EDM (Early Day Motion) 240 was tabled on Monday 1st June, and asks that “the draft Code of Practice for Services, public functions and associations, a copy of which was laid before this House on 21 May, be disapproved.”
Whittome’s motion seeks to scrap the harmful guidance, and at the time of writing, it has the backing of 62 MPs, including across the Midlands: Zarah Sultana Your Party MP for Coventry South, and Manuela Perteghella Liberal Democrat MP for Stratford-upon-Avon. Alongside Whittome as the primary, the motion’s sponsors (the first six members to sign their support) are: Labour MPs Stella Creasy, Kate Osborne and Lorraine Beavers, Liberal Democrat MP Marie Goldman, and Green Party MP Siân Berry.
Constituents are encouraged to write to their own MP, asking them to sign too, or join the Mass Lobby on 25th June to see their MP face to face in parliament. Trans+ Solidarity Alliance explain that while the motion is unlikely to stop the guidance, the more signatures it receives, the harder it is to ignore.
In a post on social media, they write: “The guidance tries to push trans people out of public life. It is not workable for those told to implement it. It puts everyone at risk of dangerous gender policing."

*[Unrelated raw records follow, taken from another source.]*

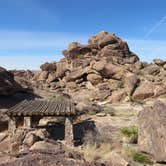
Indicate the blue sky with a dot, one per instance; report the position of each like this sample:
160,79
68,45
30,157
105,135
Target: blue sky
35,31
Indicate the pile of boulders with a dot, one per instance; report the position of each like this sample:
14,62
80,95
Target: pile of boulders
105,68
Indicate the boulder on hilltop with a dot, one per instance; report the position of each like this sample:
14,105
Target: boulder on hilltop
8,85
105,68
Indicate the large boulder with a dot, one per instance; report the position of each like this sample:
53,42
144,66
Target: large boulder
48,66
152,131
102,39
94,78
8,85
145,90
151,70
159,62
75,50
77,74
131,81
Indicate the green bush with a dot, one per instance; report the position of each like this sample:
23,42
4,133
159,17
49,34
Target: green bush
131,133
140,157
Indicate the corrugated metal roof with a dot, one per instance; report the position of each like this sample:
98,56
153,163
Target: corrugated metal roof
57,107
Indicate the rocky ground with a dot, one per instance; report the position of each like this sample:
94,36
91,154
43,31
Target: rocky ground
124,100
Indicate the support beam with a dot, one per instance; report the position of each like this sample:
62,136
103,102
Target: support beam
12,124
27,122
69,132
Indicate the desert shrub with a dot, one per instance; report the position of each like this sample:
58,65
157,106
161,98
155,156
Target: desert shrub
140,157
131,133
94,152
109,110
120,85
80,56
140,102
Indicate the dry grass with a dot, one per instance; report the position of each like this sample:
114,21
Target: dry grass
94,152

Speaking on the motion, Nadia Whittome MP adds: “Alongside colleagues, I have tabled a motion to disapprove the Equality Act 2010: Draft Code of Practice for Services, public functions and associations. We cannot support it, and we have a responsibility to our trans constituents to resist it.
“This motion is currently the only available mechanism through which Parliament can reject the EHRC’s Code of Practice; if it is debated and passed within the 40-day scrutiny window, it would prevent the Code from being issued by the EHRC and coming into force.
“The Code will exclude trans people from services and facilities that they have long used without issue, putting them at increased risk of harassment and violence, and effectively pushing them out of public life.
“It ushers in an era of enforced segregation for trans people, the policing of which will be outsourced to service providers, including businesses, charities and public bodies.
“In the statement to the House of Commons yesterday, the Minister even suggested that where members of the public are unsure of someone’s gender within a single-sex facility, ‘most people will have the common sense to step in where necessary or, if they are concerned, to alert a member of staff.’
“Meanwhile, this guidance does not give clarity and confidence to organisations that want to be trans-inclusive. Its impact also extends beyond the rights of trans people. The government’s own Equality Impact Assessment warns that ‘women who are considered masculine may face greater scrutiny’ and that disabled people could face adverse impacts.
“The Code represents a profound rollback of rights, which will affect trans people directly and erode the principles of inclusion, dignity and equality upon which all our rights depend.
“This guidance must not become statutory; the government should withdraw it and instead legislate to clarify and protect trans people’s rights, privacy and inclusion.”